- Born: 1942 Doğanşehir, Malatya Province, Turkey
- Died: July 28, 1996 (aged 53–54) Istanbul, Turkey
- Cause of death: Gunned down
- Occupations: Casino owner, drug trafficker, money launderer
- Children: Serdar Murat Topal
- Allegiance: Susurluk scandal
- Convictions: 1962, 1969 and 1971 in Turkey for organized crime; 1978–1981 in Belgium for drug trafficking; 1981–1986 in the United States for drug trafficking;

= Ömer Lütfü Topal =

Turkish drug trafficker (1942–1996)

Ömer Lütfü Topal, sometimes spelled Lütfi (1942 – July 28, 1996), was a Turkish businessman, who was deeply involved in the Susurluk scandal. He had convictions for drug smuggling, and was dubbed the "casino king" for the gambling ventures that made his later fortune, which amounted to around $1 billion at the time of his assassination.

==Background==
He was born in Doğanşehir, Malatya Province to Mahmut Topal.

==Life==
He has a criminal record at the İstanbul Police for the years 1962, 1969 and 1971 for threatening people and forcing them to sign debt bills, stabbing, injury, beating and murder.

===Drug smuggling===
According to Belgian newspapers, he was arrested on June 20, 1978, in Antwerp province of Belgium while carrying 6 kilos of heroin. A fake passport was found on him on the name of Sadık Sami Onar, issued by the Gaziantep Police. Besides, he was accused of drug transfer to the United States over Belgium. He was imprisoned in Belgium between June 14, 1978, and July 23, 1981. Then, he was extradited to the US in order to serve a sentence passed on him for heroin trafficking. He was prosecuted in New York and sentenced to five years in prison.

His name was mentioned in testimonies of persons, who had been apprehended between January 13 and February 20, 1981, in the Netherlands with vast amounts of heroin.

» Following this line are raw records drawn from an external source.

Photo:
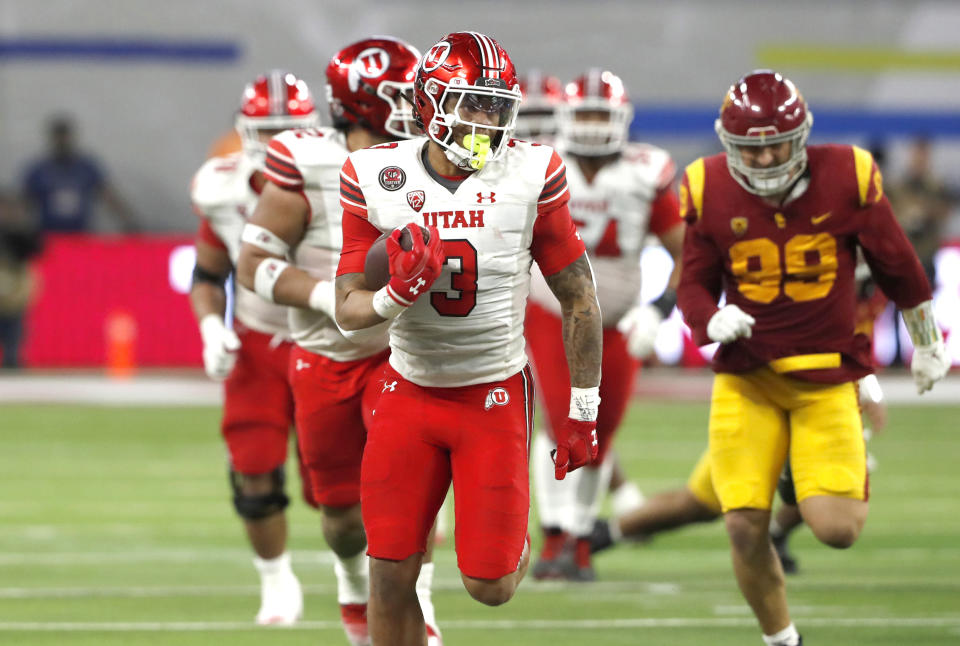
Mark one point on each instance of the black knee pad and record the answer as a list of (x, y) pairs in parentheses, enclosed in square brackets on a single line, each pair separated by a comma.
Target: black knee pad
[(788, 493), (262, 505)]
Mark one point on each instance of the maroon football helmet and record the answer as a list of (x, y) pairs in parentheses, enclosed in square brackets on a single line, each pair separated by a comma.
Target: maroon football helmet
[(542, 95), (594, 118), (370, 83), (467, 72), (274, 101), (762, 109)]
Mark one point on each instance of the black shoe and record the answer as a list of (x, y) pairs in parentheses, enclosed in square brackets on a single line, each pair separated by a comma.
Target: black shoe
[(582, 564), (787, 560), (600, 538)]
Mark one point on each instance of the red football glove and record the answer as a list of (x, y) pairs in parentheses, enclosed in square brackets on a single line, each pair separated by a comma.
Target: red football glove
[(577, 446), (413, 272)]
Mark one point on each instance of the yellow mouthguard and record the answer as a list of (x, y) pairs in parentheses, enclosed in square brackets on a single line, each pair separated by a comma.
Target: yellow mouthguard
[(479, 144)]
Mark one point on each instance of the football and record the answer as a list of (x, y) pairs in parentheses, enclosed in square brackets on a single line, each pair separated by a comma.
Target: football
[(376, 265)]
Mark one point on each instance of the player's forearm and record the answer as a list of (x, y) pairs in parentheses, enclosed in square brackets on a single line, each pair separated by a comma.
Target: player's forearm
[(583, 343), (354, 309), (207, 298), (698, 305), (893, 262), (582, 322), (276, 280)]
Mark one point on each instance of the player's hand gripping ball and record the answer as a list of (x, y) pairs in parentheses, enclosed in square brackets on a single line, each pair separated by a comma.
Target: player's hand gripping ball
[(414, 258), (376, 266)]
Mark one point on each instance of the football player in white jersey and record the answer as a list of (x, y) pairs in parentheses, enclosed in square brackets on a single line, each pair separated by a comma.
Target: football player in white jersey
[(457, 396), (251, 358), (542, 96), (620, 193), (293, 244)]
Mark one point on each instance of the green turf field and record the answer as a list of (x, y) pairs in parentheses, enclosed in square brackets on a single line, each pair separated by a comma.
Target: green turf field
[(115, 528)]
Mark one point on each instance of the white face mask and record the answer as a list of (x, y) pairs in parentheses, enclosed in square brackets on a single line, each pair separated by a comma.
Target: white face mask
[(249, 129), (594, 137), (771, 180), (489, 117)]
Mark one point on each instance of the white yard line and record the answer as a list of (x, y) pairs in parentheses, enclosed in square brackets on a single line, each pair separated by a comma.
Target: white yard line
[(453, 624), (158, 389)]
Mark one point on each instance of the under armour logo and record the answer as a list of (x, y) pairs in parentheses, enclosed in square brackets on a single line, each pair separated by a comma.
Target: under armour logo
[(416, 288)]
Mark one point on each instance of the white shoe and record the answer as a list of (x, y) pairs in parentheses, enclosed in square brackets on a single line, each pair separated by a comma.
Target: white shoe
[(626, 498), (281, 600)]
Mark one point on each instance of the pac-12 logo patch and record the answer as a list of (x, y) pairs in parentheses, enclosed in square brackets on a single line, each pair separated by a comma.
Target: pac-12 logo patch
[(416, 199), (392, 178), (496, 397)]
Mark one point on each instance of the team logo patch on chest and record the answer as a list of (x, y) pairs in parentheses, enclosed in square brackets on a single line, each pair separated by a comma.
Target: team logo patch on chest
[(392, 178), (738, 225), (496, 397), (416, 199)]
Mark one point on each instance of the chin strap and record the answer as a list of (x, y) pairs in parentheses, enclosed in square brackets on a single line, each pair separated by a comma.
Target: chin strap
[(472, 155)]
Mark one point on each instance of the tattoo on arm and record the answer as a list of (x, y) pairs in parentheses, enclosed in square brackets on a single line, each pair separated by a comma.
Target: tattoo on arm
[(582, 325)]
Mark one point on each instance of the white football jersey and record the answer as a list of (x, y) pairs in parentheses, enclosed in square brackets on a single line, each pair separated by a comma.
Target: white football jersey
[(309, 160), (222, 195), (469, 328), (612, 215)]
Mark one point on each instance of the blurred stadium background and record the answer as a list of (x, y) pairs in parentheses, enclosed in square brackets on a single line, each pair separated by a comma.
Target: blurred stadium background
[(115, 527)]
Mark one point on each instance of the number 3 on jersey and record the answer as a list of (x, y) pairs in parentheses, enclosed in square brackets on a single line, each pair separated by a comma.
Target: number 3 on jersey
[(461, 257), (808, 272)]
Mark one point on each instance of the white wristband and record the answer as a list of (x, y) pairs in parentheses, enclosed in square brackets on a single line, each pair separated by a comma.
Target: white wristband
[(264, 239), (385, 305), (922, 325), (267, 274), (323, 297), (211, 327), (870, 390), (584, 404)]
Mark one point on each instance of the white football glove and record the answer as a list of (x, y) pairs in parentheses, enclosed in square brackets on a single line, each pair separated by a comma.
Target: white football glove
[(729, 324), (640, 325), (220, 346), (929, 365)]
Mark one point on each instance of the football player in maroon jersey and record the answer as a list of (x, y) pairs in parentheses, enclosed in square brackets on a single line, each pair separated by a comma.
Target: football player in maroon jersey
[(774, 226), (251, 356)]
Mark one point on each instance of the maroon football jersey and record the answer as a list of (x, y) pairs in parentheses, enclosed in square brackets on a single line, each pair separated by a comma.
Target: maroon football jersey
[(792, 267)]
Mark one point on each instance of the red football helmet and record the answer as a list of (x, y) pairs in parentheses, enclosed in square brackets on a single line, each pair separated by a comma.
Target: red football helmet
[(542, 95), (762, 109), (464, 75), (274, 101), (370, 83), (595, 116)]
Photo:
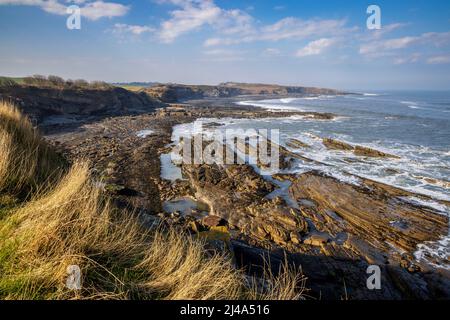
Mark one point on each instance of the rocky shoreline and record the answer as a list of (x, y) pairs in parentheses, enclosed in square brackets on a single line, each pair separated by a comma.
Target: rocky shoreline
[(331, 229)]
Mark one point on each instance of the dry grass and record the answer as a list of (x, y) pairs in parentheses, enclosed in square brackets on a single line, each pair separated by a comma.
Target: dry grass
[(69, 222), (27, 161)]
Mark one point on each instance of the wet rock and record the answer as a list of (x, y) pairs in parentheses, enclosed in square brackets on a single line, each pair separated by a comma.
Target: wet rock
[(213, 221), (337, 145), (294, 143), (357, 150)]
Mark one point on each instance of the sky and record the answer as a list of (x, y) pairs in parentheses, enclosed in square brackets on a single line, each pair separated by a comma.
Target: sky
[(293, 42)]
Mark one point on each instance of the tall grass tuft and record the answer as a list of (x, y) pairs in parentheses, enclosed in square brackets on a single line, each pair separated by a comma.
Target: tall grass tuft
[(27, 162)]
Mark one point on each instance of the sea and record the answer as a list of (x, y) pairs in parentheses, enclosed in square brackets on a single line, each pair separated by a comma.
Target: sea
[(413, 125)]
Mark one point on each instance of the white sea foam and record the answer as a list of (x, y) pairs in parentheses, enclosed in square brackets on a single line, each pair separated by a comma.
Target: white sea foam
[(435, 251), (437, 206), (144, 133)]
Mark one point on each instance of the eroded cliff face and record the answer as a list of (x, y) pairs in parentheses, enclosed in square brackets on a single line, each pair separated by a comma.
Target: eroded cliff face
[(172, 93), (42, 104)]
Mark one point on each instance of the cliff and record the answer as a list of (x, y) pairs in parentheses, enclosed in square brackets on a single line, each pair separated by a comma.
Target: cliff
[(176, 92)]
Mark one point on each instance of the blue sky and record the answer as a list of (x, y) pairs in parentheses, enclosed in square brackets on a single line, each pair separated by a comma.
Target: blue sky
[(296, 42)]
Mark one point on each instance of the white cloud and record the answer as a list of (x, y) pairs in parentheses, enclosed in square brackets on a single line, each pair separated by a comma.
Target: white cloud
[(194, 14), (223, 55), (120, 28), (92, 10), (285, 29), (99, 9), (439, 59), (271, 52), (413, 58), (316, 47), (383, 47)]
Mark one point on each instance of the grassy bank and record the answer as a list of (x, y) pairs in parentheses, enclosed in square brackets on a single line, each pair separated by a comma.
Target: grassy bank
[(53, 215)]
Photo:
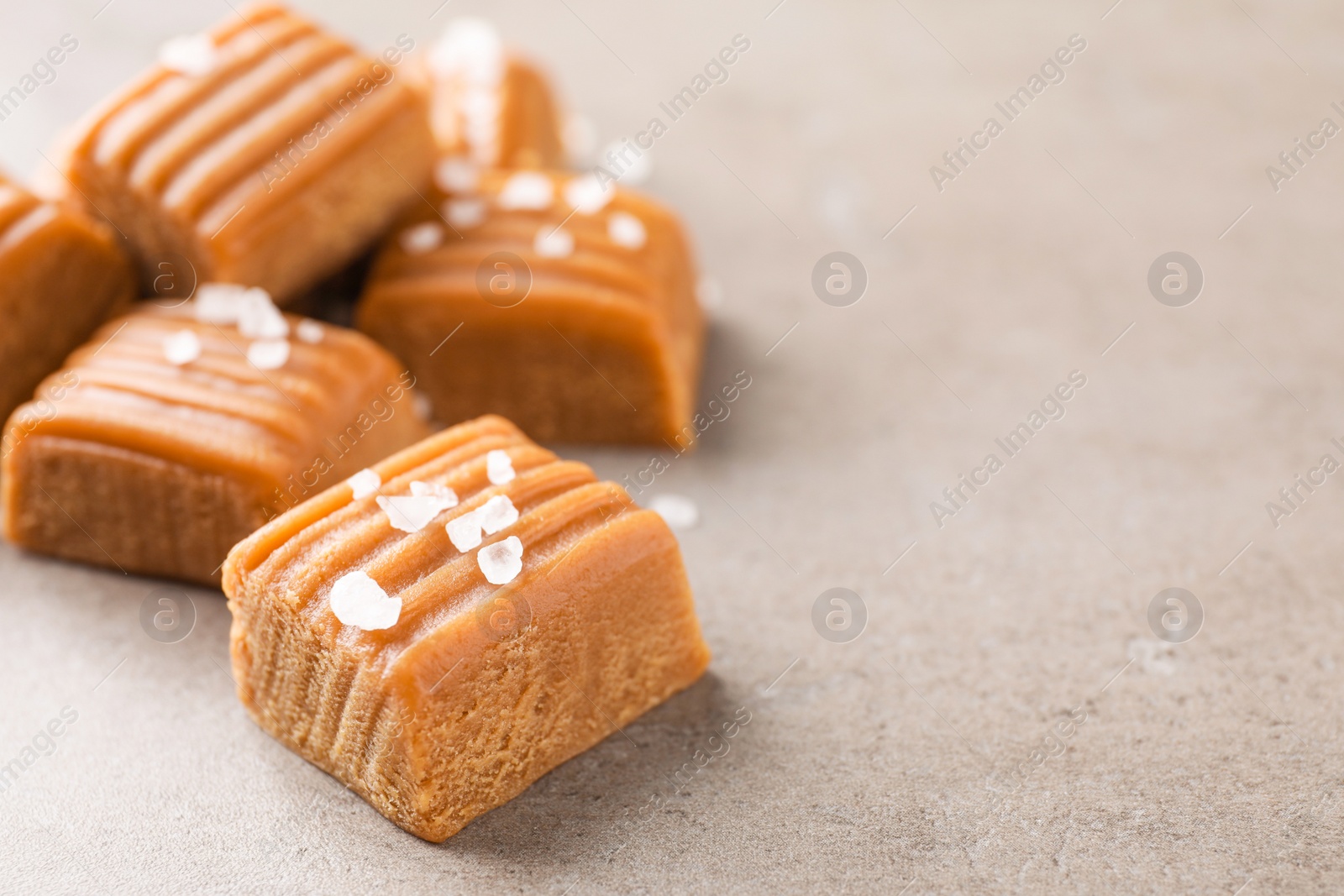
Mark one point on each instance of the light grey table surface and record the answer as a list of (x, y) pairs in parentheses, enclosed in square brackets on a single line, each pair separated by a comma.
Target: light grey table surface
[(885, 763)]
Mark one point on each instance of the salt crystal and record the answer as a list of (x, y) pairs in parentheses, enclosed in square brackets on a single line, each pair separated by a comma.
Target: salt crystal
[(421, 238), (190, 54), (309, 331), (499, 468), (501, 562), (412, 513), (456, 175), (181, 347), (268, 354), (586, 195), (680, 512), (472, 49), (219, 302), (497, 513), (553, 242), (464, 532), (259, 316), (528, 190), (365, 483), (360, 602), (627, 230), (464, 214)]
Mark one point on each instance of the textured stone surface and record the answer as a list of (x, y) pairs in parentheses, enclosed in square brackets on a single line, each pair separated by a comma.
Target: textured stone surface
[(869, 765)]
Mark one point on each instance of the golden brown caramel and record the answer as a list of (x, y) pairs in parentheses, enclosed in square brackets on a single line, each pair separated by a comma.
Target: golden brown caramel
[(266, 154), (60, 275), (134, 461), (474, 691), (488, 103), (580, 325)]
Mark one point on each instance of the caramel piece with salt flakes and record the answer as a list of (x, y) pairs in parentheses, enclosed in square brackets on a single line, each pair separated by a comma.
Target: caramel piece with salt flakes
[(265, 152), (487, 103), (60, 275), (566, 308), (172, 438), (389, 658)]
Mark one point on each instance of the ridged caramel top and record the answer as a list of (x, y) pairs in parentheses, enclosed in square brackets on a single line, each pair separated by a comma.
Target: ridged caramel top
[(218, 412), (297, 558), (197, 144), (656, 277)]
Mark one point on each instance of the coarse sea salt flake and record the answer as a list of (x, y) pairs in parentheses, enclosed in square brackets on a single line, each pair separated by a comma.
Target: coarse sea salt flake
[(181, 347), (627, 230), (501, 562), (464, 214), (497, 513), (586, 195), (464, 532), (190, 54), (365, 483), (360, 602), (499, 468), (412, 513), (259, 316), (309, 331), (421, 238), (219, 302), (553, 242), (528, 190), (268, 354)]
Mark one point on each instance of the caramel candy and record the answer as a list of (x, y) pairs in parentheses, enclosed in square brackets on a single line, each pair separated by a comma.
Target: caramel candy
[(488, 614), (60, 275), (265, 152), (570, 308), (175, 434), (490, 105)]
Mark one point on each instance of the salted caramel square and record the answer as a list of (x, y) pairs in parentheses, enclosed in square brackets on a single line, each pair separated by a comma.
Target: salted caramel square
[(60, 275), (175, 432), (550, 298), (490, 103), (265, 152), (457, 621)]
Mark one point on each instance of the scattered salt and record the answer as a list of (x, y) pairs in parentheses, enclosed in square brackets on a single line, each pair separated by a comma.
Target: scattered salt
[(464, 532), (309, 331), (456, 175), (421, 238), (501, 562), (627, 230), (365, 483), (181, 347), (268, 354), (553, 242), (464, 214), (499, 468), (586, 195), (528, 190), (360, 602), (680, 512), (190, 54), (497, 513)]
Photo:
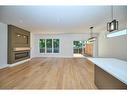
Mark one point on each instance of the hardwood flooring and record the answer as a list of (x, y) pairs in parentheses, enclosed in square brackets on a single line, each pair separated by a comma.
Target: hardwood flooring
[(49, 73)]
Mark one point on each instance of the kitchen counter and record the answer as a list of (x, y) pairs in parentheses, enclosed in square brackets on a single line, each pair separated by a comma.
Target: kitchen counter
[(115, 67)]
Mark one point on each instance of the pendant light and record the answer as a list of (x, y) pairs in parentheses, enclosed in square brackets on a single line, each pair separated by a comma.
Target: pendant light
[(113, 25), (92, 38)]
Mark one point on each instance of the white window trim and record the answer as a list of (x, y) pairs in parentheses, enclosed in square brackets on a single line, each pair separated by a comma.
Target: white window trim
[(52, 47)]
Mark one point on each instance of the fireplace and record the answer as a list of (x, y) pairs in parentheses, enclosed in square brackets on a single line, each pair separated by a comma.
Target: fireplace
[(18, 44)]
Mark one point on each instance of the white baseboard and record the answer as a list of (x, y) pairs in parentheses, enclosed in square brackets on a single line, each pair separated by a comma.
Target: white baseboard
[(20, 62), (1, 67)]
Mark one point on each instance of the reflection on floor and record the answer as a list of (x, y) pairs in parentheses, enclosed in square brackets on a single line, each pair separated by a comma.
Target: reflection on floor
[(78, 55), (49, 73)]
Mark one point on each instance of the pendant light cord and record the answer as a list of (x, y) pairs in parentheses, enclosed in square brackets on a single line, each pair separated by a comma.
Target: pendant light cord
[(112, 12)]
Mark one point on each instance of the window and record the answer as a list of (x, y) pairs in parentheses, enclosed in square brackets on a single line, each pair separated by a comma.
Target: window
[(49, 45), (118, 33), (42, 45), (56, 45)]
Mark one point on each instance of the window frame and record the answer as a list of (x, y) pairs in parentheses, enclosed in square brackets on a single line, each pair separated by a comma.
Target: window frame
[(52, 52)]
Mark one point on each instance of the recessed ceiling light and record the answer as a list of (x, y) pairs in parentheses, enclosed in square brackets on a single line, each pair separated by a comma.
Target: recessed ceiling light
[(21, 21)]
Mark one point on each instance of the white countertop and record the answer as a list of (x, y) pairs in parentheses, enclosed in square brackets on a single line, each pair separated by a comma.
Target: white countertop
[(115, 67)]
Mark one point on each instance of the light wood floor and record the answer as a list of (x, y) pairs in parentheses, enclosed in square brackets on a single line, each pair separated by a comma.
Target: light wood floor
[(49, 73)]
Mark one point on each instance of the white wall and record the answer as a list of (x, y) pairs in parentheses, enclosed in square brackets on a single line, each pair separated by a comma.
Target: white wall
[(3, 45), (66, 44), (115, 47)]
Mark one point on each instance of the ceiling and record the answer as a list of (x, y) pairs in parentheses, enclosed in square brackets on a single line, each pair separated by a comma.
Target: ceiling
[(59, 19)]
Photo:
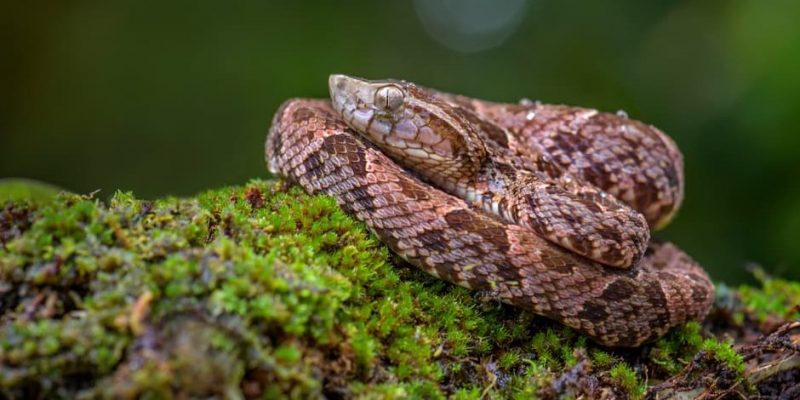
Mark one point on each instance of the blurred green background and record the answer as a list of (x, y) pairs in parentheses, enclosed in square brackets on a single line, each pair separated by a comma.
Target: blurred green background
[(176, 97)]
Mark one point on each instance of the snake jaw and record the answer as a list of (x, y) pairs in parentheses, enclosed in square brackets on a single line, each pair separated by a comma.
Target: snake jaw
[(415, 129)]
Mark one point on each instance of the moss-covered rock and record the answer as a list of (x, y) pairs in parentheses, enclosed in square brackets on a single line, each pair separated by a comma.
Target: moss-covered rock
[(262, 291)]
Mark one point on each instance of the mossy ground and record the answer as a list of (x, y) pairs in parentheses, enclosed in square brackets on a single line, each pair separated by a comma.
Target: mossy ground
[(262, 291)]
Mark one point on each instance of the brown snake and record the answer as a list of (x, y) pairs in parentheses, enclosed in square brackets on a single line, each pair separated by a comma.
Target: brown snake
[(544, 207)]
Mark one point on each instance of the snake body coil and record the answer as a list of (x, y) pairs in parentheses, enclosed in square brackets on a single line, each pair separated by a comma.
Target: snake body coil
[(498, 197)]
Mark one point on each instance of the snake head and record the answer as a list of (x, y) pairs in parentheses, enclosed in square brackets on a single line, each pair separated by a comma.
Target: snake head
[(415, 129)]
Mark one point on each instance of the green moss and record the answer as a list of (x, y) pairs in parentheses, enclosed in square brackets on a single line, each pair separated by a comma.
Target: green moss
[(776, 299), (626, 378), (726, 354), (675, 350), (264, 291)]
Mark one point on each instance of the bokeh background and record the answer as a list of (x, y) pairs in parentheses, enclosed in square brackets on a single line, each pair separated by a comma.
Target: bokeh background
[(172, 98)]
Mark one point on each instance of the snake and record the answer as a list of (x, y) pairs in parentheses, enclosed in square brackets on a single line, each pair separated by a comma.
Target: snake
[(545, 207)]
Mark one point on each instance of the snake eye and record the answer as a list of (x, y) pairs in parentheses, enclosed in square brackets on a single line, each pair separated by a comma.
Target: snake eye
[(389, 97)]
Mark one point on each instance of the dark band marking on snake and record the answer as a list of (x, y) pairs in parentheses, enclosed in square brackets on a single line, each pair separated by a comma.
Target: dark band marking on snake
[(463, 193)]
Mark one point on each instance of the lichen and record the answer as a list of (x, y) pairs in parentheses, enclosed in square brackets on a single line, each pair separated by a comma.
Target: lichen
[(262, 291)]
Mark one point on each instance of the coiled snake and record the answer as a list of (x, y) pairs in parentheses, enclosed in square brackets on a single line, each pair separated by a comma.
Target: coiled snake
[(544, 207)]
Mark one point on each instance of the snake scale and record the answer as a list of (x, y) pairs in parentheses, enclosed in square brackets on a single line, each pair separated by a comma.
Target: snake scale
[(544, 207)]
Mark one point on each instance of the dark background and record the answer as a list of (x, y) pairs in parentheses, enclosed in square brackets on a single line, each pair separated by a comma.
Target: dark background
[(176, 97)]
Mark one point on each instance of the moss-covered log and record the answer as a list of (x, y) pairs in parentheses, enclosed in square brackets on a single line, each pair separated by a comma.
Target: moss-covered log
[(261, 291)]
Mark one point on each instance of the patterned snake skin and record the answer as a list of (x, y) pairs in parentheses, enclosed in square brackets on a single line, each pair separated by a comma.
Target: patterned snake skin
[(498, 197)]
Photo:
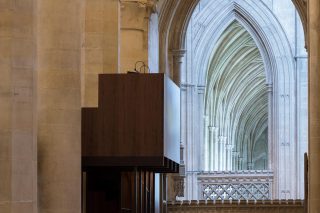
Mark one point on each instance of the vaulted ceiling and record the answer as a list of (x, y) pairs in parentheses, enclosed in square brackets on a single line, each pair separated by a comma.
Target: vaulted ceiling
[(236, 94)]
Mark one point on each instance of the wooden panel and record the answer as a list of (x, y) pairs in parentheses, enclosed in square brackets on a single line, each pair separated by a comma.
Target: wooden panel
[(132, 110), (137, 122), (171, 120)]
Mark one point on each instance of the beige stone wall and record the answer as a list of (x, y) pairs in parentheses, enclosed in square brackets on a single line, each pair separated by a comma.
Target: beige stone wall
[(134, 34), (234, 207), (59, 105), (18, 162), (100, 45), (314, 105)]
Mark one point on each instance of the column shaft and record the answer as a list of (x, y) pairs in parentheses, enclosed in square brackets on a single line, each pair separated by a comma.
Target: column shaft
[(314, 104), (59, 105)]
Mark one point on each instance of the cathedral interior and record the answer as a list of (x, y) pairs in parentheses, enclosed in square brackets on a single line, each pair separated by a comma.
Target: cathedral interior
[(159, 106)]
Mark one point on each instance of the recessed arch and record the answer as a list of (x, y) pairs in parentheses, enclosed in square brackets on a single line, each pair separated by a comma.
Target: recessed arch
[(277, 57)]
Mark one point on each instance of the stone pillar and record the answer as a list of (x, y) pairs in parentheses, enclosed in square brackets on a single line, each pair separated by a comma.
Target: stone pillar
[(222, 154), (18, 149), (59, 105), (134, 25), (177, 62), (314, 105), (270, 126), (212, 148), (229, 148)]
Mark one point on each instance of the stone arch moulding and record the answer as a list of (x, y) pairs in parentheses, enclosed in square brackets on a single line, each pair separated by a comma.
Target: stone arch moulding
[(279, 65)]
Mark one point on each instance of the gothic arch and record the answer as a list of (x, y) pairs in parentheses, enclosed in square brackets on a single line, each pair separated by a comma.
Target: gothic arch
[(274, 47)]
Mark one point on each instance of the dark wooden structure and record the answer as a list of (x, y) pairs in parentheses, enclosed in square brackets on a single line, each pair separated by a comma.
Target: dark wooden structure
[(128, 141)]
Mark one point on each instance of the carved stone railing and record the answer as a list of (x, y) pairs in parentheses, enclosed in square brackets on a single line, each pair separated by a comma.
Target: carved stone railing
[(266, 206), (235, 185)]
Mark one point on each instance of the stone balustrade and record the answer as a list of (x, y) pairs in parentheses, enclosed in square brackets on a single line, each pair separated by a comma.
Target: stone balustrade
[(243, 206)]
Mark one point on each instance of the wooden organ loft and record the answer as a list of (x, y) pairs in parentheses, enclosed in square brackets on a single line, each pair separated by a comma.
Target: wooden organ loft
[(129, 142)]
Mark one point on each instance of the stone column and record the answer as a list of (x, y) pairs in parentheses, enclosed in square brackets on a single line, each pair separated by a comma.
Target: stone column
[(270, 126), (59, 105), (18, 149), (177, 62), (314, 104), (229, 148), (222, 156)]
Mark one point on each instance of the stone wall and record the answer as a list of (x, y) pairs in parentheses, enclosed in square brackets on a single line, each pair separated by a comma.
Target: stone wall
[(279, 206)]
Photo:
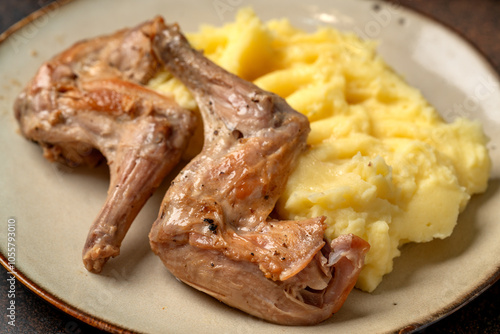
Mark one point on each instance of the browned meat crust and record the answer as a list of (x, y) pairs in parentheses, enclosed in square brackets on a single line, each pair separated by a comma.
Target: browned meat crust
[(213, 230), (88, 102)]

Topal was captured by officers of the Istanbul Narcotics Branch on May 5, 1989, in connection with the aforementioned incident, but released by the İstanbul SSC Prosecution Office.

=== Casino empire ===
At the time of his death Topal owned casinos scattered throughout the country, (Note: Adana Seyhan, Istanbul Polat Rönesance and Akgün Hotel, Antalya Ofo, Hotel Saray, Hotel Grand Kaptan, Mersin Hilton, Muğla Aries Hotel, and Aydın Onur Hotel)oversaw an illicit enterprise that involved 450 people, and had 200 famous customers. According to his tax statement, he registered a loss of 6 billion Turkish Lira in 1993 ($546,493), however an investigation revealed that he had actually made a profit of 473 billion lira ($39m). An extensive 1999 study by the Ministry of Finance contained the following facts on Topal:
- He shot from rags to riches in just five years; in 1991 he owned but a cafeteria.
- He had withdrawn 4.1 trillion Lira from gamblers' credit cards.
- In sum, 14.5 trillion TL, US$98 million, and 23 million DM were deposited into his 137 bank accounts.
- A significant number of his 452 properties were acquired as payment for gambling debts.
- A significant source of gambling revenue was poker, raising ~$750m between 1994 and 1996.

Topal was also accorded lengthy coverage in the Inspection Board report. Its author, Kutlu Savaş, wrote that Topal would have become a drug lord that posed a threat to the government if unstopped.
In 1995, he made certain attempts to take over the management of some hotels and casinos in Ashgabat in Turkmenistan.

According to some information, he had dealt with drugs at the Emperyal Casino he owned in Istanbul, and that he had bribed certain members of the security organization in foreign currency.

== Death ==
Topal was gunned down on July 28, 1996, with a Kalashnikov rifle. Some say this was the beginning of the Susurluk scandal. Abdullah Çatlı's fingerprint was allegedly found on the drum of one of the machine guns used. Ayhan Çarkın and two other policemen were acquitted for lack of evidence; in 2008 the trial judge claimed this was due to a sabotage of the investigation.

He left behind 100 trillion lira (on the order of a billion USD). Twenty two of his companies were passed onto his son Murat Topal, daughter Elif Topal, and first wife Safiye Belli. His second wife, Birsu Hilal Altıntaş, inherited a few cars, companies, and properties too. After his death, his casinos were run by Ömer Gultekin.